Ma’ruf soal Budek dan Tuli: Kalau Dianggap Masih Melukai, Saya Meminta Maaf

Berita Politik 0 Comment

Ma’ruf soal Budek dan Tuli: Kalau Dianggap Masih Melukai, Saya Meminta Maaf

Ma'ruf soal Budek dan Tuli: Kalau Dianggap Masih Melukai, Saya Meminta Maaf

eroerojp.com, Calon Wakil Presiden nomer urut 01, KH Ma’ruf Amin mengklarifikasi atas penyebutan budek, buta serta tuli di pembangunan pemerintahan Joko Widodo. Menurut Ma’ruf hal tersebut ditujukan untuk tidak menyentuh pihak penyandang disabilitas tunarungu serta tunanetra.

“Pada sekarang ini saya mengklarifikasi saya sempat pidato yang tidak ingin mengaku perolehan Pak Jokowi saya memakai arti buta serta tuli, tapi yang saya maksudkan bukan dengan fisik tapi dengan hati,” tutur Ma’ruf Amin selesai terima tamu grup difabel, di Rumah Situbondo, Menteng, Jakarta Pusat, Sabtu (24/11/2018).

“Sebab cucu saya difabel (tunarungu) jadi mustahil saya mengejek semacam itu,” jelas ia.

Bacalah juga : Inginkan Anak Laki-laki, Wanita Ceburkan Diri ke Laut usai Tahu Mengandung Bayi Perempuan

Walau jika masih tetap ada pihak menyesalkan pengakuan itu, dengan terbuka Ma’ruf Amin mohon maaf pada beberapa pihak tersinggung.

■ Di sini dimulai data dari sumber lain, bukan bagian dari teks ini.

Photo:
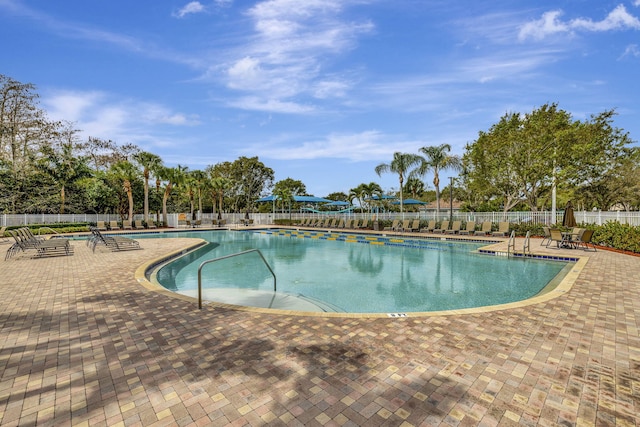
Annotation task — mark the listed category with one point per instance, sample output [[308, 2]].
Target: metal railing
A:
[[226, 257]]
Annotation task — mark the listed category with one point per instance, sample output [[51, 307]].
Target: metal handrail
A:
[[512, 243], [526, 247], [225, 257]]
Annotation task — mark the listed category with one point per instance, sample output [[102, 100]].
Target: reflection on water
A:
[[361, 277]]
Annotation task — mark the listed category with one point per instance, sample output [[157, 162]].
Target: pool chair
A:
[[469, 228], [546, 236], [585, 240], [394, 226], [485, 228], [3, 239], [430, 226], [415, 226], [455, 227], [503, 229], [25, 241], [443, 227]]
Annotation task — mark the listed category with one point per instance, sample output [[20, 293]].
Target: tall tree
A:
[[437, 159], [126, 172], [401, 164], [149, 163]]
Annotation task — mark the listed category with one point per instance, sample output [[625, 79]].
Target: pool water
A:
[[356, 273]]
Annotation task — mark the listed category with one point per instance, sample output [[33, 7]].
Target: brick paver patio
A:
[[82, 342]]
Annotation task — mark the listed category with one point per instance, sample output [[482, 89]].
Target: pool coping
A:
[[564, 286]]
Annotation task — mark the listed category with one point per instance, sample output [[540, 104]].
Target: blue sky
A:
[[321, 91]]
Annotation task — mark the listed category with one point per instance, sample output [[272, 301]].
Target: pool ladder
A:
[[225, 257], [526, 247]]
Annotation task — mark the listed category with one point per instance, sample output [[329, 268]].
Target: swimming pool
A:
[[354, 273]]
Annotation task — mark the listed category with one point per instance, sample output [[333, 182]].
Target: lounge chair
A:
[[3, 238], [404, 226], [443, 227], [113, 243], [25, 240], [546, 237], [394, 226], [503, 229], [415, 226], [430, 226], [555, 235], [455, 227], [469, 228], [585, 240], [485, 228]]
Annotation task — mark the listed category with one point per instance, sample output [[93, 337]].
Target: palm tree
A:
[[437, 159], [401, 164], [149, 162], [219, 185], [371, 190], [126, 172], [173, 176]]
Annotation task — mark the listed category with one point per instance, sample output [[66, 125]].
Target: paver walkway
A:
[[83, 343]]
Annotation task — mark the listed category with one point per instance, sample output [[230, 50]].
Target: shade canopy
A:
[[296, 198], [410, 202]]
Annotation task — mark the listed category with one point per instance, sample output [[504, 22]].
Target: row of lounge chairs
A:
[[126, 225], [486, 228], [334, 223], [26, 241], [113, 243]]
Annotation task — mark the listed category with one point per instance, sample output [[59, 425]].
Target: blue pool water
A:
[[356, 274]]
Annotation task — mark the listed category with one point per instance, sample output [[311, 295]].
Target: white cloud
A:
[[190, 8], [631, 50], [100, 115], [363, 146], [550, 23], [288, 54]]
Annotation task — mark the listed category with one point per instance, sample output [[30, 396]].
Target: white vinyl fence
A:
[[582, 217]]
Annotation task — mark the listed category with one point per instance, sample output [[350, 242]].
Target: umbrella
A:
[[568, 218], [410, 202]]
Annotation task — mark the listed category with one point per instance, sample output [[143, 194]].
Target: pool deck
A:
[[83, 341]]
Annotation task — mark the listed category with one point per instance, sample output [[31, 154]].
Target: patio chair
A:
[[25, 241], [546, 236], [415, 226], [3, 238], [431, 225], [503, 229], [485, 228], [469, 228], [444, 226], [585, 240], [455, 227], [394, 225]]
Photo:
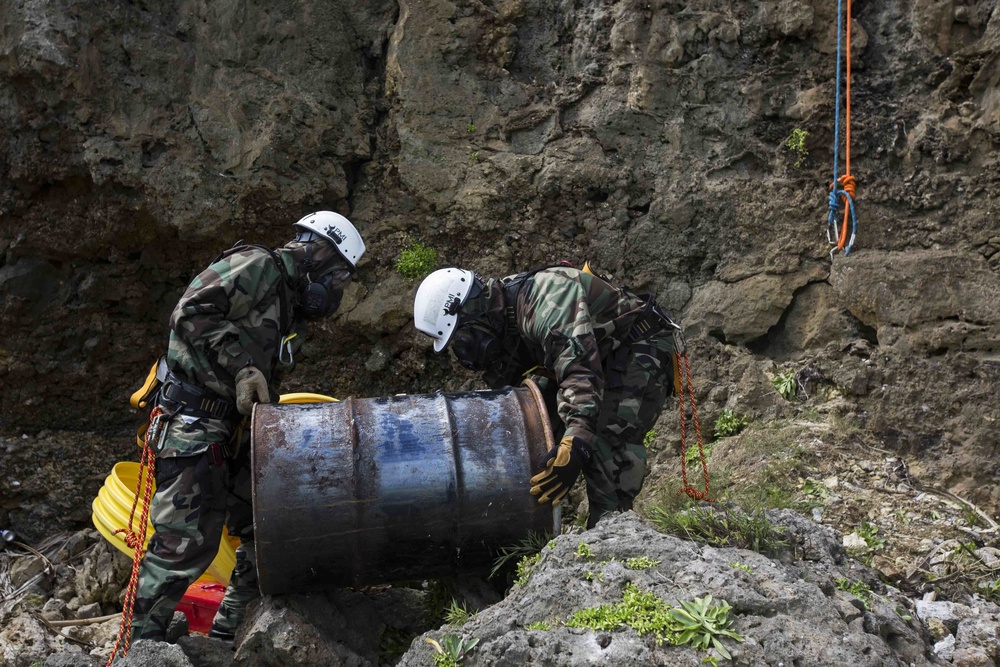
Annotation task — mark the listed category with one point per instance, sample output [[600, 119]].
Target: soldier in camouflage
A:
[[605, 357], [233, 335]]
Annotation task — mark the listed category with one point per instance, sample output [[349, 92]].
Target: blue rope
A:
[[832, 234]]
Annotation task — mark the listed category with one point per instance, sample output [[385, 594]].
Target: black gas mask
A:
[[322, 297], [476, 346]]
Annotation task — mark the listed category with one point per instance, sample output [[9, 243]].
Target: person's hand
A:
[[250, 388], [562, 467]]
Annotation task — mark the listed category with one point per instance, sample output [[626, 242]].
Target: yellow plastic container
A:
[[111, 507], [113, 504]]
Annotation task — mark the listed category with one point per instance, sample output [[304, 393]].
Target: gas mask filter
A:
[[476, 347], [322, 297]]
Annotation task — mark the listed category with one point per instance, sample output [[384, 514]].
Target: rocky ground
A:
[[140, 139], [894, 568]]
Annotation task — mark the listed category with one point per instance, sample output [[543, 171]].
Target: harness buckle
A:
[[217, 453]]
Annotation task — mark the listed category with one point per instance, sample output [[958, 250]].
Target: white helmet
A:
[[439, 297], [338, 230]]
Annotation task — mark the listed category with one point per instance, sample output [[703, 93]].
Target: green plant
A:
[[524, 567], [796, 143], [699, 623], [416, 261], [451, 650], [990, 590], [704, 623], [640, 563], [730, 423], [813, 488], [529, 546], [786, 384], [456, 613], [693, 455], [858, 589], [723, 527]]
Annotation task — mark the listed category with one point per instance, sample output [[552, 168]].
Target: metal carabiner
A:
[[286, 348]]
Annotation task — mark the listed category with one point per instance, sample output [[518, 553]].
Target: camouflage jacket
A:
[[569, 323], [230, 317]]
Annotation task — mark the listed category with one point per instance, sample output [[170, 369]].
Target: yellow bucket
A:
[[113, 504]]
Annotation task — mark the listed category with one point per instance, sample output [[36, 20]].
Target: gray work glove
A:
[[250, 388]]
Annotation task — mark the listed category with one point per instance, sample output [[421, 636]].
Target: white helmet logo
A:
[[336, 233]]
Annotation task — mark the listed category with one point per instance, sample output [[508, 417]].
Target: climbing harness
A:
[[684, 384], [842, 188], [136, 539]]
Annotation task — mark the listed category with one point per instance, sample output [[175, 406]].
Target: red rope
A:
[[688, 387], [136, 540]]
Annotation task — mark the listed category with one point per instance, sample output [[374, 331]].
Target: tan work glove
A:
[[250, 388], [562, 467]]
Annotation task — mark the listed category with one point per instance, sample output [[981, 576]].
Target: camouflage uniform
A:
[[607, 391], [231, 316]]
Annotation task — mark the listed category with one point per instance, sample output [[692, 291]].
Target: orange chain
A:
[[691, 492], [137, 540]]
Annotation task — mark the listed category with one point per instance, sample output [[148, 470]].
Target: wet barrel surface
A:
[[375, 490]]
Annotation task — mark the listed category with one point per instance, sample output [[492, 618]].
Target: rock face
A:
[[788, 613], [650, 137], [139, 140]]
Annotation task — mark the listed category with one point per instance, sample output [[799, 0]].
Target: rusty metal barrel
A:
[[375, 490]]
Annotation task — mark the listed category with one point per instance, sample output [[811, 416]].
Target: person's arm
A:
[[219, 296], [560, 321]]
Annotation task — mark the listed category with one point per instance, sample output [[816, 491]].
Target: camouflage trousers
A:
[[195, 498], [638, 382]]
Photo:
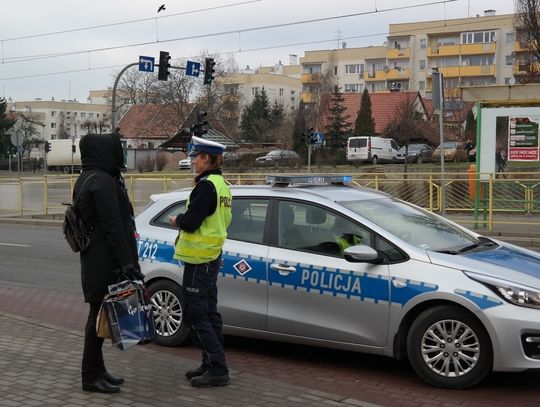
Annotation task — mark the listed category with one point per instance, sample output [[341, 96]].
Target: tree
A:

“Jadi saya tidak sempat punya maksud merendahkan, tapi jika perkataan itu dipandang masih tetap melukai, saya mohon maaf,” papar Ma’ruf Amin.

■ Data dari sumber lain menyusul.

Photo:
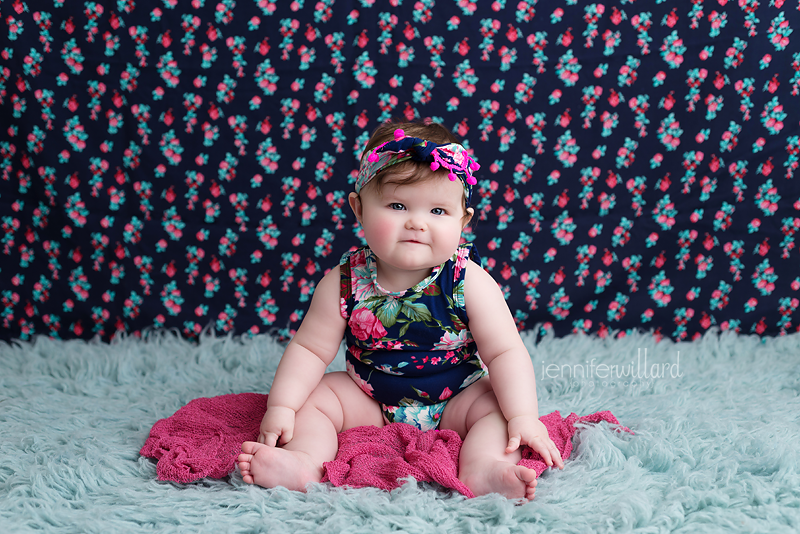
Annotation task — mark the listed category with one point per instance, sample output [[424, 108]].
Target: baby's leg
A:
[[484, 466], [337, 404]]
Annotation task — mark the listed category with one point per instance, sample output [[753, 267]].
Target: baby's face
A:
[[412, 227]]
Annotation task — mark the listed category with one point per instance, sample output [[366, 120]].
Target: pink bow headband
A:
[[452, 156]]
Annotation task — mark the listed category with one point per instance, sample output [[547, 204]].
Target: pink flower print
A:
[[453, 340], [365, 386], [363, 324]]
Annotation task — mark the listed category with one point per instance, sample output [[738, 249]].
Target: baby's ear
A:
[[355, 205], [467, 217]]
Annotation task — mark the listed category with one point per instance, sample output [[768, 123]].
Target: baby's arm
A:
[[510, 367], [304, 361]]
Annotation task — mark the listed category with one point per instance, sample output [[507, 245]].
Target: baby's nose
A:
[[415, 222]]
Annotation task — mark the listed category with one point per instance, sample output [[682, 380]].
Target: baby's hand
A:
[[277, 424], [528, 430]]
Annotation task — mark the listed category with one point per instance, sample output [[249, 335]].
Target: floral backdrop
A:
[[187, 164]]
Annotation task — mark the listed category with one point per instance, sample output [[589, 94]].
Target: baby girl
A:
[[430, 339]]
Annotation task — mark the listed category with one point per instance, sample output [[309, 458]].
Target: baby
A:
[[422, 321]]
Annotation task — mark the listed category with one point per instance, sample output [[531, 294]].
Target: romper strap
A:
[[345, 286]]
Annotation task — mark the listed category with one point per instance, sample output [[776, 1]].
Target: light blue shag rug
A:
[[716, 445]]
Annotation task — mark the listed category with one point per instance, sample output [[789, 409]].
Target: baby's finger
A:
[[557, 456], [513, 444]]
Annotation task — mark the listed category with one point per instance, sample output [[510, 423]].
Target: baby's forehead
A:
[[436, 185]]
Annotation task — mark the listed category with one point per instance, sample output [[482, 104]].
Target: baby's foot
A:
[[271, 466], [512, 481]]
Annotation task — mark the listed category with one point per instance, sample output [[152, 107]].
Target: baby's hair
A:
[[407, 172]]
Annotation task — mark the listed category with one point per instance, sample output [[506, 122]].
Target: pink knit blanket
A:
[[203, 439]]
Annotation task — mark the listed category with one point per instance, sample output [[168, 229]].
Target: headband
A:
[[452, 156]]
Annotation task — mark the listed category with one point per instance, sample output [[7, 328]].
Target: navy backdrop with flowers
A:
[[185, 164]]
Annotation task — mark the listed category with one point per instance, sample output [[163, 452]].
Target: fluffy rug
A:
[[715, 445]]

Menjadi info, pengakuan itu terlontar waktu Ma’ruf Amin ada di deklarasi suport Jokowers Kerja Karya Riil (Jakarta). Ma’ruf menjelaskan rekam jejak prestasi Presiden Jokowi sudah dapat dibuktikan menguntungkan penduduk.
Akan tetapi, pada pihak yang menurut dia menyengaja tidak ingin mengaku perolehan pemerintahan Jokowi, dimaksud buta serta tuli.

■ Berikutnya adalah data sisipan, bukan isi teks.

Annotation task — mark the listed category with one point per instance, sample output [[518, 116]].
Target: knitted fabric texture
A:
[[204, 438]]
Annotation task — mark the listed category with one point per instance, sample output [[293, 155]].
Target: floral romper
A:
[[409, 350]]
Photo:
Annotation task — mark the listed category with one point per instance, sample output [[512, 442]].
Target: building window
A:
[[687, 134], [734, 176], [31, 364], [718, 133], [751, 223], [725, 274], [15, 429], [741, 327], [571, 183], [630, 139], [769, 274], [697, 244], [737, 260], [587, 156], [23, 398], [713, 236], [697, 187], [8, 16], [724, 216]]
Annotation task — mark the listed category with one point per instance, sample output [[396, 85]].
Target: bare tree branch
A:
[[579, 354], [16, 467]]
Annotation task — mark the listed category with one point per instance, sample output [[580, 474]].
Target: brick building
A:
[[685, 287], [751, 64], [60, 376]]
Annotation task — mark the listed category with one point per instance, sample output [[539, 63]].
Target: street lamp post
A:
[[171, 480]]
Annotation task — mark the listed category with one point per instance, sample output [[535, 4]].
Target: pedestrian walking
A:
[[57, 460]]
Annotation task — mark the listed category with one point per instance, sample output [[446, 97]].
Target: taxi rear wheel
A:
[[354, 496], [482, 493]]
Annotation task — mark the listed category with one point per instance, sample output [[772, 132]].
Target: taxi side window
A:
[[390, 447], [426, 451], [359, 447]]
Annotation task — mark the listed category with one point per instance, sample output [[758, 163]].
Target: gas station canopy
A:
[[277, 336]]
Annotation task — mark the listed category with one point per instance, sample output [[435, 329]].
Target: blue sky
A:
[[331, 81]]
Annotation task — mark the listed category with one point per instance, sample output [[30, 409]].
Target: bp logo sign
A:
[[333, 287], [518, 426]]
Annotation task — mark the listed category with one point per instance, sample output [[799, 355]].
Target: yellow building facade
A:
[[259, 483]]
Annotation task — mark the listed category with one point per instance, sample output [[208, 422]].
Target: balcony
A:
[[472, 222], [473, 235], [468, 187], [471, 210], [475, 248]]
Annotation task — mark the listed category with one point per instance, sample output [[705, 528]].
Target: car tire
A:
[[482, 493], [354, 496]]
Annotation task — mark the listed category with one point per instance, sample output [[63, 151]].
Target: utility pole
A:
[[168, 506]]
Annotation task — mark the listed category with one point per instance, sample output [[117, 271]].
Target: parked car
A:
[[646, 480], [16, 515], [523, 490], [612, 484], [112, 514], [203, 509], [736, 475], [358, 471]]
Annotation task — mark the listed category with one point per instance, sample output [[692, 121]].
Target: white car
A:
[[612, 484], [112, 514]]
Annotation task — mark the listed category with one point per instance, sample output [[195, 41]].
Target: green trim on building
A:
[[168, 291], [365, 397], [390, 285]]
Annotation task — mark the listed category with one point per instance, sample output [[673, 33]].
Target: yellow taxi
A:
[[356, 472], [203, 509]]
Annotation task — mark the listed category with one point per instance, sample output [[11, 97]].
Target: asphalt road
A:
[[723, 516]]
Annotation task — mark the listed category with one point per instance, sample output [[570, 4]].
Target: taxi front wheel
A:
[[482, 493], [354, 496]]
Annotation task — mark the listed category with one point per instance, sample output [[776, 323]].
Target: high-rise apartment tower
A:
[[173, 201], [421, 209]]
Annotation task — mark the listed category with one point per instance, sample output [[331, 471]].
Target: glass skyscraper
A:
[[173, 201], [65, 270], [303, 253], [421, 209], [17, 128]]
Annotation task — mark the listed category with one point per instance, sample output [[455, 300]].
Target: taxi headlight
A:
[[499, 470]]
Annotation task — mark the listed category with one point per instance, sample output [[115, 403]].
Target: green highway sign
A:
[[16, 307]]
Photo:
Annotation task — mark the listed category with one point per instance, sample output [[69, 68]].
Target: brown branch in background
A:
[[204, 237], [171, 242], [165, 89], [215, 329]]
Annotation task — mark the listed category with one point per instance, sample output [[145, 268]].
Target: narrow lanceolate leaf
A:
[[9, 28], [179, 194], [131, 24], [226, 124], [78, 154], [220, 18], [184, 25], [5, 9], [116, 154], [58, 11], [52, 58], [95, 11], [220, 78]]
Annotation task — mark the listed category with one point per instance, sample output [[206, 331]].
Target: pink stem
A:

“Telinganya budek, matanya tidak dapat lihat. Karenanya mesti dibukakan matanya, mesti telinganya dibolongi agar dengar, lihat. Serta saya duga beberapa seniman jalanan mulai ini hari akan buka telinga-telinga yang budek itu,” katanya di Rumah Masukan, Menteng, Jakarta, Sabtu 10 November 2018.

Author

Leave a comment

You must be logged in to post a comment.